Innovation Is Everything

Innovation is a powerful concept, and so needed today in every aspect of our lives. Innovation is the fuel of aspirations, passion and change, if we can create the space to engage with our curiosity and imagination. Recently Sojourn Partners hosted the New Hampshire Leadership Advantage Innovation Workshop where three amazing thought leaders shared their secrets. Errik Anderson of Adimab, Matt Albuquerque from NextStep Bionics and Prosthetics and Jamie Coughlin of abi Innovation Hub all spoke candidly to 60 up-and-coming business leaders about how to create an innovation mind space. What follows are the key points that the attendees reported were most meaningful to them:

Collaboration

First on the list is the ability for the organization’s culture to collaborate. Not just talk, but rather action oriented conversation that creates excitement and arm waving. If you know Errik, Matt and Jamie, this is how they communicate, with enthusiasm!

Competition

Equally important is healthy competition. Not the “you against me” kind of energy, but the “we are in this together to win” kind of energy.
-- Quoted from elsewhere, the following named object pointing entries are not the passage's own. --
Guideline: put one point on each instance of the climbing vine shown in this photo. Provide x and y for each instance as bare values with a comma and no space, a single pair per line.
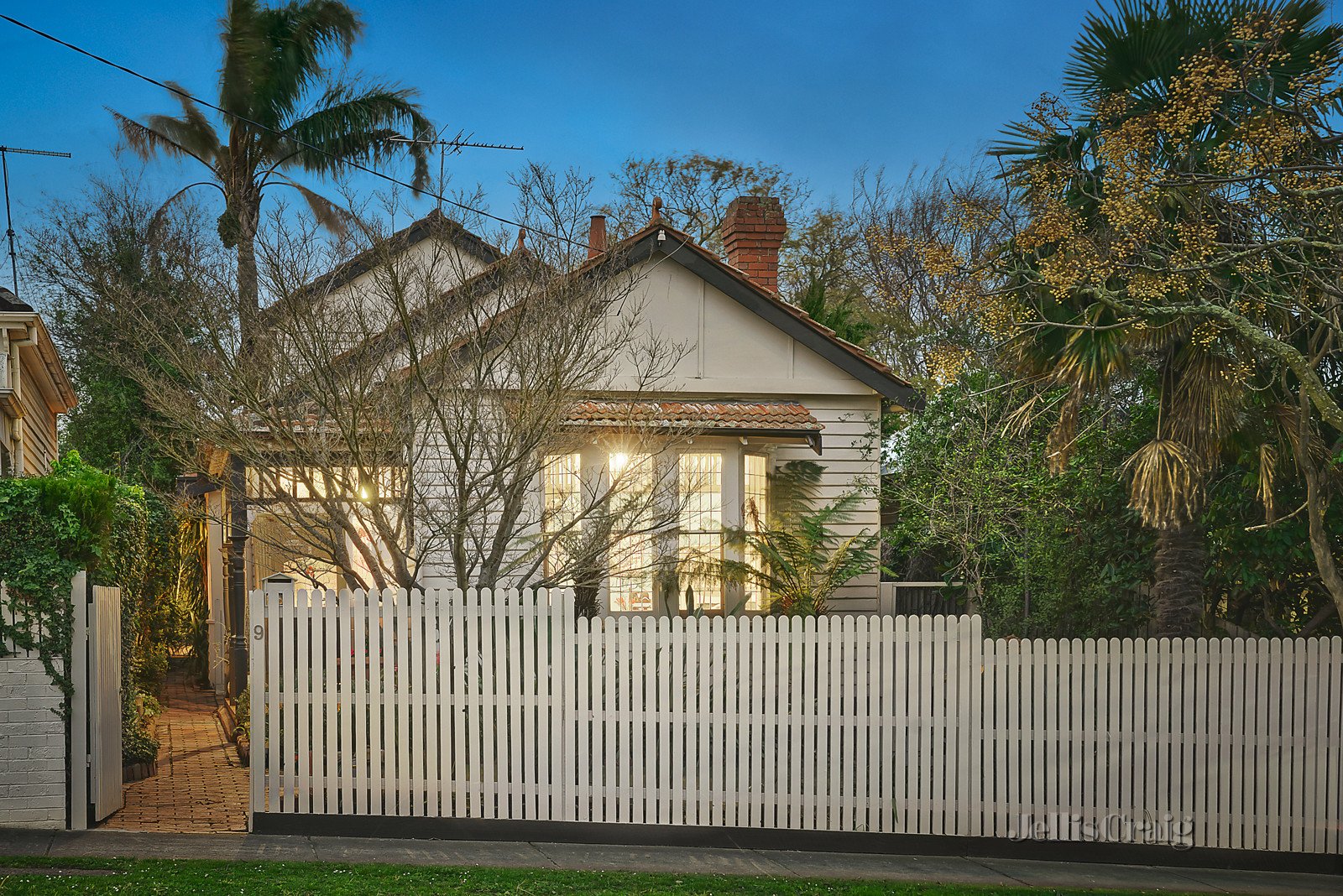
80,518
54,526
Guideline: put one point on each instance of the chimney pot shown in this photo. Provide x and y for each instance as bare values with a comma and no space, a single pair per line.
597,237
752,233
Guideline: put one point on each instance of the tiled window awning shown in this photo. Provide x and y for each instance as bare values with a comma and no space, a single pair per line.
785,419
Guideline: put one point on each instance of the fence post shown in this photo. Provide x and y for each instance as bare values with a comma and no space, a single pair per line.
80,703
562,716
264,609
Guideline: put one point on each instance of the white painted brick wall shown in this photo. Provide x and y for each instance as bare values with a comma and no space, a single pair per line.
33,746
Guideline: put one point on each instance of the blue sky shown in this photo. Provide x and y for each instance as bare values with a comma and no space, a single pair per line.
816,87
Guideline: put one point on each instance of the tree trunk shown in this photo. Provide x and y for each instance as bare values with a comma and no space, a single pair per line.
1178,591
1322,541
248,293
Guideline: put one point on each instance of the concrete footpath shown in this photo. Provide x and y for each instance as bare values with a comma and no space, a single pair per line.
678,860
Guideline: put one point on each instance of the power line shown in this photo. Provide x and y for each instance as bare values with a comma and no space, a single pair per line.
359,167
8,217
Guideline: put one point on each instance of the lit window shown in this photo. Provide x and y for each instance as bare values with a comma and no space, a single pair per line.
755,518
563,503
630,561
702,529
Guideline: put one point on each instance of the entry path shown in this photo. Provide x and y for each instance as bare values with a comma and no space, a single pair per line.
682,860
201,785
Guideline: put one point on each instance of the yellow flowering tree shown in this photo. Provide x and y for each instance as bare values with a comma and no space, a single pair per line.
1181,221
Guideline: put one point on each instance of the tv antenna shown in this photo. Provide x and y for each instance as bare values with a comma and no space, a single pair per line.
452,148
8,216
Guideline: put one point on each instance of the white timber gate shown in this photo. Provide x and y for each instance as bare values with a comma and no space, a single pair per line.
504,706
96,775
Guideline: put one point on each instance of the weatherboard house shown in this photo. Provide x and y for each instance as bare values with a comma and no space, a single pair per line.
759,381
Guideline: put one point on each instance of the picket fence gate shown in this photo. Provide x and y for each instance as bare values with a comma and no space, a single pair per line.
504,705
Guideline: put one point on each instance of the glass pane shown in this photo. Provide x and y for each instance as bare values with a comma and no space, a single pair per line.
563,503
702,529
755,518
630,561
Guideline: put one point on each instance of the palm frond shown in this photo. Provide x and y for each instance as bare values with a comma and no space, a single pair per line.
1166,483
359,125
273,56
147,143
328,214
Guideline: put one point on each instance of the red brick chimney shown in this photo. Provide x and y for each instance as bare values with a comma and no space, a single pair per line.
752,233
597,237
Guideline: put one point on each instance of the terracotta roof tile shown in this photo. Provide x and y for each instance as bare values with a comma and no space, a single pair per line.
696,414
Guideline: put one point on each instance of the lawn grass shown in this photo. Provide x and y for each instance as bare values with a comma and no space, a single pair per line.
321,879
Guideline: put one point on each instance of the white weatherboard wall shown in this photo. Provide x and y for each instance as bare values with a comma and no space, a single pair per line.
504,706
33,742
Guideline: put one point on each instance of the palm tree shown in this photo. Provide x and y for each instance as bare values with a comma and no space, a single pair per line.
1137,51
284,117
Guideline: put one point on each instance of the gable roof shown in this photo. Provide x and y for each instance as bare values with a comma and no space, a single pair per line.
661,239
58,391
433,224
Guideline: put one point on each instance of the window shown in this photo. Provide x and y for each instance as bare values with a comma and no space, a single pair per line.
563,491
631,557
702,529
755,517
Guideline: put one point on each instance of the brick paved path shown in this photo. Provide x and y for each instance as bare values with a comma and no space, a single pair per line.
201,785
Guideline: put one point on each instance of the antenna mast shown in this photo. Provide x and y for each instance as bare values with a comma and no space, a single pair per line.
8,216
456,145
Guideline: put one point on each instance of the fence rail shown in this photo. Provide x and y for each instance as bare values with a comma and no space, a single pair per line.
505,706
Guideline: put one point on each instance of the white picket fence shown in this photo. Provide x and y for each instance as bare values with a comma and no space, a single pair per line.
505,706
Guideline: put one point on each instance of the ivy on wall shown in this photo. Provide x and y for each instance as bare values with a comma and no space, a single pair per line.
77,518
54,526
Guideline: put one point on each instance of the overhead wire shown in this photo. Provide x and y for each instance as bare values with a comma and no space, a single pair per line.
348,163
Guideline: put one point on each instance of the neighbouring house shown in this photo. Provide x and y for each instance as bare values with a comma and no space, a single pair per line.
756,384
34,391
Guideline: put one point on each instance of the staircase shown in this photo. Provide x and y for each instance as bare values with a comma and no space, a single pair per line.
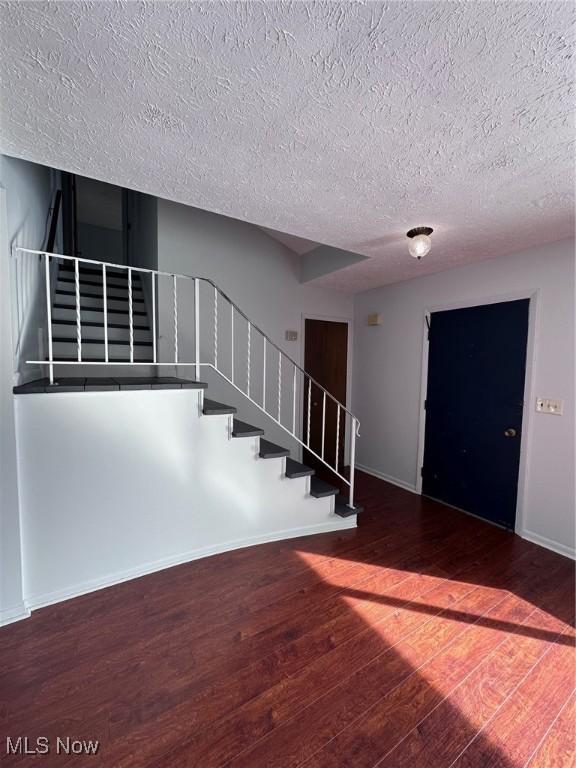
99,314
91,289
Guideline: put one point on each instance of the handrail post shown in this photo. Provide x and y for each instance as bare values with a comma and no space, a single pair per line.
197,328
154,289
105,308
323,422
248,342
130,316
175,294
49,316
352,463
232,342
78,311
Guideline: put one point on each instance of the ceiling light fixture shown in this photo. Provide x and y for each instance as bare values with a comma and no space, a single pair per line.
420,242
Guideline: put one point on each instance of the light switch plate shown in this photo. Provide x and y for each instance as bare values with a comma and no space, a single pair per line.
549,405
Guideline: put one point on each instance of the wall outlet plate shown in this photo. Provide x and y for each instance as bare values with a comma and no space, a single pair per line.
549,405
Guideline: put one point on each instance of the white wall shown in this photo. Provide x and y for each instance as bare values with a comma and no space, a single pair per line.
117,484
387,380
262,277
25,196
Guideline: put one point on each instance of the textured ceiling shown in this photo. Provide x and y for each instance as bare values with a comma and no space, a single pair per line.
343,123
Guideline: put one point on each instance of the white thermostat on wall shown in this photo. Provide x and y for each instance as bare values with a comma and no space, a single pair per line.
548,405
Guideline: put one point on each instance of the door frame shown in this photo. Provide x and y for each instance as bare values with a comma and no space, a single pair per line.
529,392
349,347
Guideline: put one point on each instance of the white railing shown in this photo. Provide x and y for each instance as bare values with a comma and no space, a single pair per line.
268,377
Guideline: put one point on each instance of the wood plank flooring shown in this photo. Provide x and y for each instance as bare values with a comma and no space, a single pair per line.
425,638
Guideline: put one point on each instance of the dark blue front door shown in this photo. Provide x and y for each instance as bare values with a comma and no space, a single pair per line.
474,402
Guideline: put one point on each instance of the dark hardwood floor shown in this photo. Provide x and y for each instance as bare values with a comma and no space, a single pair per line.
423,638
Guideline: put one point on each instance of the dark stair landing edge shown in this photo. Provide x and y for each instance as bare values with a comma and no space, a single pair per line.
242,429
295,469
320,489
270,450
105,384
342,509
213,408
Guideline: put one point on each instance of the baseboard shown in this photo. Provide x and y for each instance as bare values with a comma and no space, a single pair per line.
535,538
393,480
34,602
17,613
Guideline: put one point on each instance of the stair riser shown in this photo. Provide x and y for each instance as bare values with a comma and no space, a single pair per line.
96,351
112,278
94,290
91,332
86,316
92,302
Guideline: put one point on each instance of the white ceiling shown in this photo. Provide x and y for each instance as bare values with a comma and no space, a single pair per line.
343,123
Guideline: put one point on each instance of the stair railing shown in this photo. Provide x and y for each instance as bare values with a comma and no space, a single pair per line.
281,388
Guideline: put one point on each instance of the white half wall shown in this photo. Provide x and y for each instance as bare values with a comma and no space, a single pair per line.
387,380
263,278
118,484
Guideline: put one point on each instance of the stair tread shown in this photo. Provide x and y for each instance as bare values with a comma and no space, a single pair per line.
95,324
342,509
270,450
295,469
91,281
320,489
213,408
242,429
122,342
85,295
112,270
99,309
90,359
101,383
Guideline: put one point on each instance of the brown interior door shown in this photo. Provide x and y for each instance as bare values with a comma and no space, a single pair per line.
325,359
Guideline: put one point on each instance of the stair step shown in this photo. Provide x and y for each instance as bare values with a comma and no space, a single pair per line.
294,469
270,450
319,489
89,295
112,292
241,429
163,382
95,324
212,408
112,270
89,308
103,384
342,509
91,280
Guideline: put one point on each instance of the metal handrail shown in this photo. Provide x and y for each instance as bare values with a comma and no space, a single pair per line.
197,363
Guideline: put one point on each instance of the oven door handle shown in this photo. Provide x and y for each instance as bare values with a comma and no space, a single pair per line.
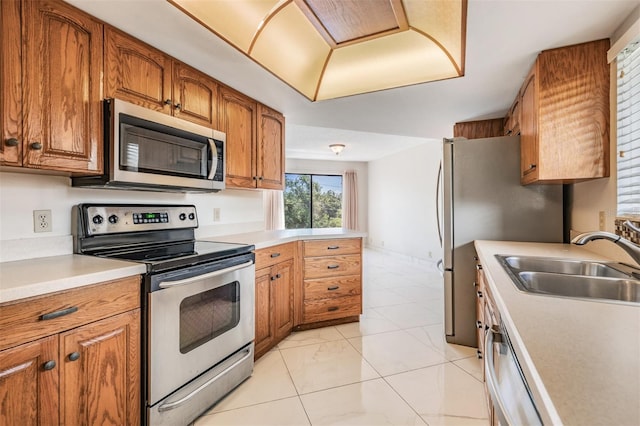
175,404
168,284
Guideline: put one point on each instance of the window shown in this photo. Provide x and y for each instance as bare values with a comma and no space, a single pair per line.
312,201
629,130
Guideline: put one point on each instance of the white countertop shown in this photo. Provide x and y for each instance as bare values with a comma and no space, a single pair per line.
581,358
34,277
264,239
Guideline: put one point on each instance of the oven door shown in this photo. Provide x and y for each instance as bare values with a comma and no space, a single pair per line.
198,317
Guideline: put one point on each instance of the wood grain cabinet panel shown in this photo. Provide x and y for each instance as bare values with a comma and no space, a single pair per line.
564,123
51,88
332,281
136,72
100,368
238,119
72,357
270,149
29,383
10,84
274,305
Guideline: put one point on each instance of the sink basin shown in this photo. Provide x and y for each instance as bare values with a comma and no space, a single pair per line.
604,281
564,266
623,290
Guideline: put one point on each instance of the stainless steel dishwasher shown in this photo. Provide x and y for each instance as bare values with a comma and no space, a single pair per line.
507,386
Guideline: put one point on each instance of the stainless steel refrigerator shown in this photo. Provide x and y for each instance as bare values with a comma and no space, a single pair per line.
483,200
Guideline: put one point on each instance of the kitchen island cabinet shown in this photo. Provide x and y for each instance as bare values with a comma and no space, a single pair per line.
72,357
51,110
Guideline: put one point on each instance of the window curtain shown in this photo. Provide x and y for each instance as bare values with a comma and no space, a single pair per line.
273,210
350,200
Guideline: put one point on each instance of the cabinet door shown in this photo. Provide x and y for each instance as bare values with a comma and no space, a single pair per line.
10,84
136,72
61,77
264,305
238,120
270,150
100,372
282,288
195,96
529,132
28,385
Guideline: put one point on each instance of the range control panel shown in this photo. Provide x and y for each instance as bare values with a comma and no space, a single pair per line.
113,219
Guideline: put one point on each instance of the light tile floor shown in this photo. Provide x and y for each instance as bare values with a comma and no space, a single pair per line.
394,367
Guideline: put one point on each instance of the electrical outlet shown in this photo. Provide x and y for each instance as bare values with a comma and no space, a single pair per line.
42,221
601,220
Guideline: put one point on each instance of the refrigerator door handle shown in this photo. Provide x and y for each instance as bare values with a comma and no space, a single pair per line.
438,204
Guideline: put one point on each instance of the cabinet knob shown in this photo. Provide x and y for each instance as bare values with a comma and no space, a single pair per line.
49,365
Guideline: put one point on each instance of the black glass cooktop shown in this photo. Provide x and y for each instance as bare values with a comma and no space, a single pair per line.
163,256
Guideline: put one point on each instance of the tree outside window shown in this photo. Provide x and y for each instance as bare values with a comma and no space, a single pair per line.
312,201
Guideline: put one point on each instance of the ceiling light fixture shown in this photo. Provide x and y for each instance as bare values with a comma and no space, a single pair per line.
328,49
337,148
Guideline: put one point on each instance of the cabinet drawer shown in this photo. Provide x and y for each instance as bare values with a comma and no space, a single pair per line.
331,266
27,320
328,309
314,248
325,288
271,255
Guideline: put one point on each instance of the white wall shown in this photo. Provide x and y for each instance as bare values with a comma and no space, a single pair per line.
402,202
21,193
337,168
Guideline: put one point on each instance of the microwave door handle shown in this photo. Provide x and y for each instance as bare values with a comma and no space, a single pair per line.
214,158
169,284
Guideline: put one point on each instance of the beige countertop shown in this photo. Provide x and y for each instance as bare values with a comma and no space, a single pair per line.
581,358
34,277
264,239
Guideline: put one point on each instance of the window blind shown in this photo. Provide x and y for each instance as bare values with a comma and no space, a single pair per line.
628,137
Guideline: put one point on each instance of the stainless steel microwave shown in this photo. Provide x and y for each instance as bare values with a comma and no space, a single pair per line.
152,151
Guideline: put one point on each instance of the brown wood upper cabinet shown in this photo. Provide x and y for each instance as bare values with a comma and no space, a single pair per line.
255,142
143,75
564,122
51,88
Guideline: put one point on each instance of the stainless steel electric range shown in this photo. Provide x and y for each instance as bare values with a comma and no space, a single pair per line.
198,303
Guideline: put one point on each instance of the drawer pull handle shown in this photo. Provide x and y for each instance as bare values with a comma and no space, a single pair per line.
59,313
49,365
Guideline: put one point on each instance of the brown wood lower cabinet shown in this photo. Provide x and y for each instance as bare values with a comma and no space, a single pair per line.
75,368
274,296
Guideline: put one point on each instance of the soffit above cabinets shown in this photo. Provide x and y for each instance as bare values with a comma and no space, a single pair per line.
328,49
The need to reach a goal is a critical ingredient of human motivation, and when we have partners in that, we become powerful.

Mindfulness

Third on the list is mindfulness.  That’s being able to notice what is going on around you and within you, which includes your peers, customers and greater environment.  The cultivation of mindfulness carries you to more deeply experience your opportunities and challenges.  As a higher order of being, it allows you to stand outside your self as an observer and manager of your world. This is when breakthroughs occur.

Passion

Connecting to your passion and remembering it allows you to run the triathlon after the innovation begins to solidify. Innovation does not end, it evolves with you over time, and if you can stay in touch with the original excitement you held when you first created an idea, you will not be distracted. The important point here is that passion has to be real, and it is real when you feel it.

Willingness to Fail

Finally, and perhaps most important, is that you have to be willing and able to fail. Necessity is the mother of invention, and failure is the father of innovation. Failure not only eliminates one wrong option, it informs you about what to do next. If safety and security around failure is missing, you will just do what you have always done.

What is most important about these points is that they were developed by 60 people in 2 hours. Pure innovation.